Question

The reference frame, in which the centre of inertia of a given system of particles is at rest, translates with a velocity $$\overrightarrow{V}$$ relative to an inertial reference frame $$K$$. The mass of the system of particles equals $$m$$, and the total energy of the system in the frame of the centre of inertia is equal to $$\overrightarrow{E}$$. The total energy $$\overrightarrow{E}$$ of this system of particles in the reference frame $$K$$ is given as $$E=\overrightarrow{E}+{\displaystyle \frac{1}{x}}m{V}^2$$. Find x.

Answer 1

Hint: We will first form a link between the values of a system's mechanical energy in the K and C reference frames and the using the formula of velocity for any $$i^{th}$$particle we will derive at an equation for total energy.
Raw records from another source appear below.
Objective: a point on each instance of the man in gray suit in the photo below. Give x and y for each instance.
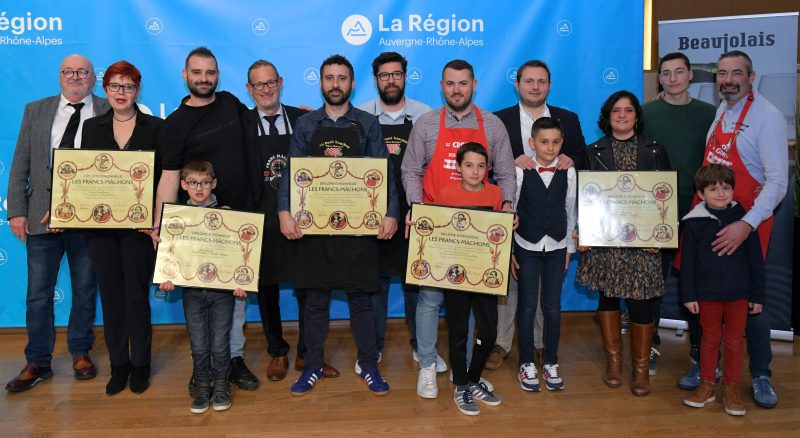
(53, 122)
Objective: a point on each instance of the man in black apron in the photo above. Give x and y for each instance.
(345, 263)
(267, 129)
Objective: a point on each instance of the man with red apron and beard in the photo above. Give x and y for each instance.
(429, 165)
(749, 136)
(345, 263)
(396, 113)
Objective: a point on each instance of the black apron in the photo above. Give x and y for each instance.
(347, 263)
(276, 251)
(394, 252)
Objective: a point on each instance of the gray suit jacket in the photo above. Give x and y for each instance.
(30, 176)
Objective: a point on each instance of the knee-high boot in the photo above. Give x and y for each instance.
(610, 327)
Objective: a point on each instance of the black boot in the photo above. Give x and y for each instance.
(119, 378)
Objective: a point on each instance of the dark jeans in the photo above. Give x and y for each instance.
(123, 261)
(45, 252)
(362, 324)
(209, 317)
(549, 266)
(458, 306)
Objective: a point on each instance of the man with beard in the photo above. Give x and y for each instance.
(347, 263)
(533, 85)
(428, 166)
(207, 126)
(749, 137)
(396, 113)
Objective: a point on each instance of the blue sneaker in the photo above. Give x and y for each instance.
(375, 382)
(306, 382)
(763, 393)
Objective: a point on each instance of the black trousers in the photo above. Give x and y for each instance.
(123, 263)
(269, 305)
(458, 306)
(362, 324)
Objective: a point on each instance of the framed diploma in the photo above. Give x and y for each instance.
(628, 209)
(463, 249)
(102, 189)
(338, 196)
(210, 248)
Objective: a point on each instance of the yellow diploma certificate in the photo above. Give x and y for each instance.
(210, 248)
(628, 209)
(463, 249)
(102, 189)
(338, 196)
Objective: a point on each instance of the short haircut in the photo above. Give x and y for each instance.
(533, 63)
(459, 64)
(124, 69)
(262, 63)
(545, 123)
(735, 54)
(387, 57)
(604, 122)
(198, 166)
(338, 60)
(471, 147)
(712, 174)
(202, 52)
(673, 56)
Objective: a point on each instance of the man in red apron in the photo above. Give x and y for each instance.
(430, 164)
(749, 136)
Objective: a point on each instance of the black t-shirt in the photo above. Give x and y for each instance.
(214, 133)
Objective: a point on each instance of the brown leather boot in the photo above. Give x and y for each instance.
(610, 327)
(641, 338)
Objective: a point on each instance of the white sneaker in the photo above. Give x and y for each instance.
(426, 382)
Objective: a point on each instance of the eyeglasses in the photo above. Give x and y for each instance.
(126, 88)
(81, 74)
(261, 85)
(384, 76)
(206, 183)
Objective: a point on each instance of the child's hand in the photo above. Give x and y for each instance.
(755, 308)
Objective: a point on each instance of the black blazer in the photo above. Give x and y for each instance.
(250, 122)
(574, 144)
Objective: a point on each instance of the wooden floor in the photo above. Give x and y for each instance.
(343, 407)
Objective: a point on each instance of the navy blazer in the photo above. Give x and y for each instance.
(574, 145)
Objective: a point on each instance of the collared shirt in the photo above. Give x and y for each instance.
(422, 143)
(280, 122)
(763, 147)
(414, 109)
(63, 113)
(547, 243)
(526, 120)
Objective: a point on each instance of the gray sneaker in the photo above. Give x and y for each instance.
(482, 394)
(464, 401)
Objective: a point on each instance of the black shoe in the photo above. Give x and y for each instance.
(242, 376)
(140, 379)
(119, 378)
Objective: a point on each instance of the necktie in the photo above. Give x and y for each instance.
(273, 130)
(68, 140)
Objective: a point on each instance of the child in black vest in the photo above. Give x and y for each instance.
(542, 247)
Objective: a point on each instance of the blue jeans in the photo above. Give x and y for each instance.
(45, 252)
(550, 267)
(209, 316)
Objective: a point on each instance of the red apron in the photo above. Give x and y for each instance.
(441, 170)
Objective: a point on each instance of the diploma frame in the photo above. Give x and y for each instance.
(460, 249)
(637, 209)
(340, 196)
(105, 189)
(209, 248)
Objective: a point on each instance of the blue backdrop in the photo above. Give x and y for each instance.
(592, 52)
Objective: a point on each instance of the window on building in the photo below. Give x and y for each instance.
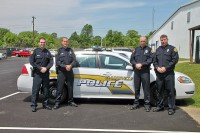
(172, 25)
(188, 17)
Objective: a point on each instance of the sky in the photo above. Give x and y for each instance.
(67, 16)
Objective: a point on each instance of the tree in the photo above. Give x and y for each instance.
(86, 36)
(54, 35)
(3, 32)
(87, 30)
(114, 39)
(11, 39)
(96, 41)
(50, 40)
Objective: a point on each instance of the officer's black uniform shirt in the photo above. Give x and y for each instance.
(141, 55)
(41, 58)
(166, 57)
(65, 56)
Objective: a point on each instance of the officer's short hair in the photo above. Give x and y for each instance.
(42, 38)
(163, 36)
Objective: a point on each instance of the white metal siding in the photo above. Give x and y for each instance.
(179, 36)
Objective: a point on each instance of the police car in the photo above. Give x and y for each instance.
(103, 74)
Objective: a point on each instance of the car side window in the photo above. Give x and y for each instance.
(111, 62)
(88, 61)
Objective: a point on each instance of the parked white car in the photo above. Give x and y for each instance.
(105, 75)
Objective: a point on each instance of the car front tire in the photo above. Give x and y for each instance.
(53, 91)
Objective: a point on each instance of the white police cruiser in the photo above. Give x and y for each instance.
(104, 74)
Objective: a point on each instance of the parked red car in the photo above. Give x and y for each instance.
(21, 53)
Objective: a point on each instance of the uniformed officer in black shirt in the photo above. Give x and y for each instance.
(65, 61)
(141, 60)
(165, 59)
(41, 61)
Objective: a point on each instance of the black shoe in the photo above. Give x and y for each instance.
(171, 112)
(33, 108)
(147, 109)
(47, 107)
(158, 109)
(134, 107)
(72, 104)
(56, 106)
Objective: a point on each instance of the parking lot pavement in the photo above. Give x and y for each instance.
(94, 114)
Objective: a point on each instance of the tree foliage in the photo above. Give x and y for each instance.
(85, 39)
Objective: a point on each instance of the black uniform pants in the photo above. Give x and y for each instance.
(144, 78)
(68, 77)
(165, 83)
(38, 80)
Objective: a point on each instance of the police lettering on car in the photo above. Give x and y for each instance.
(141, 60)
(65, 61)
(41, 61)
(165, 59)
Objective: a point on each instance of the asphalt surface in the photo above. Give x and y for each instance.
(15, 112)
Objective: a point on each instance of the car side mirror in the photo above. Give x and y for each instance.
(128, 67)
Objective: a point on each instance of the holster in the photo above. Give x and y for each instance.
(33, 70)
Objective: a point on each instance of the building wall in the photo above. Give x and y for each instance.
(179, 35)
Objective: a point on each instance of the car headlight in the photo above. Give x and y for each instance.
(183, 79)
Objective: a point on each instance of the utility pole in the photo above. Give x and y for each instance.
(153, 12)
(33, 29)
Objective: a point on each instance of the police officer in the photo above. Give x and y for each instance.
(65, 60)
(41, 61)
(141, 60)
(165, 59)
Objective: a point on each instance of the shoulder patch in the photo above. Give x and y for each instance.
(175, 50)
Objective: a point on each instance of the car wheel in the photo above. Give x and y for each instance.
(154, 95)
(53, 91)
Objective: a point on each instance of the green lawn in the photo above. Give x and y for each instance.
(193, 71)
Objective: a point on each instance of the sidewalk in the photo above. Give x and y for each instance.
(193, 112)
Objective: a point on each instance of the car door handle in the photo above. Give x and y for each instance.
(107, 74)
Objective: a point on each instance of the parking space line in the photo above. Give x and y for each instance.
(11, 95)
(89, 130)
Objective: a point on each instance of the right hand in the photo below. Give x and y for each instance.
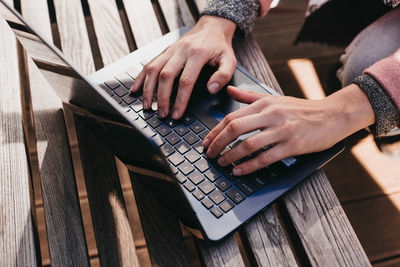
(209, 42)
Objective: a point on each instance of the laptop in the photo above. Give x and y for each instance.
(207, 198)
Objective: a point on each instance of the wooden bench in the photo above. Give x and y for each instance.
(66, 200)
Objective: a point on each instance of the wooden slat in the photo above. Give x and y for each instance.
(322, 225)
(17, 245)
(109, 32)
(73, 34)
(143, 21)
(176, 13)
(36, 12)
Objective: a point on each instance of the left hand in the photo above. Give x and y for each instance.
(291, 125)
We can then compare this derived equation to find the value of x.
Formula used:
$$P=\sum {\displaystyle \frac{1}{2}}{m}_i{v}_i^2$$
Where P= kinetic energy.

Complete answer:
To discover the link between the values of a system's mechanical energy in the K and C reference frames, start with the system's kinetic energy P.
In the K frame, the velocity of the $$i^{th}$$ particle may be written as $$\overrightarrow{v_i}=\overrightarrow{v_i}+\overrightarrow{v_c}$$ ( where $$\overrightarrow{v_c}$$ is the velocity with respect to frame C and $$\overrightarrow{v_i}$$ is velocity of first reference ).
We also know that kinetic energy P:
$$P=\sum {\displaystyle \frac{1}{2}}{m}_i{v}_i^2$$
Or, $$P=\sum {\displaystyle \frac{1}{2}}{m}_i\left(\overrightarrow{v_1}+\overrightarrow{v_c}\right)\left(\overrightarrow{v_i}+\overrightarrow{v_c}\right)$$
Or, $$P=\sum {\displaystyle \frac{1}{2}}{m}_i{v}_i^2+\overrightarrow{v_c}\sum m_i\overrightarrow{v_1}+\sum {\displaystyle \frac{1}{2}}{m}_i{v}_c^2......(1)$$
Also in the frame C, $$\sum m_i{v}_i=0$$
Hence equation now becomes:
$$P=\overrightarrow{P}+{\displaystyle \frac{1}{2}}m{v}_c^2$$
Or, $$P=\overrightarrow{P}+{\displaystyle \frac{1}{2}}m{V}^2$$. (because here in this problem $$v_c=V$$)
Hence the equation will not change and be given by :
$$P=\overrightarrow{P}+{\displaystyle \frac{1}{2}}m{V}^2$$
But according to the given question, in frame K, they have considered the equation as $$E=\overrightarrow{E}+{\displaystyle \frac{1}{x}}m{V}^2$$ here they have considered kinetic energy as E. thus by comparing $$E=\overrightarrow{E}+{\displaystyle \frac{1}{x}}m{V}^2$$
And $$P=\overrightarrow{P}+{\displaystyle \frac{1}{2}}m{V}^2$$ we can see that $$x=2$$.
Hence the correct value of x will be 2.

Note:
Here keep in mind that the magnitude of a system's internal potential energy U is the same in all reference frames since the internal potential enemy U of a system depends solely on its configuration. We get the same solution by adding U to the left and right sides of Eq. 1, hence there’s no need to add it.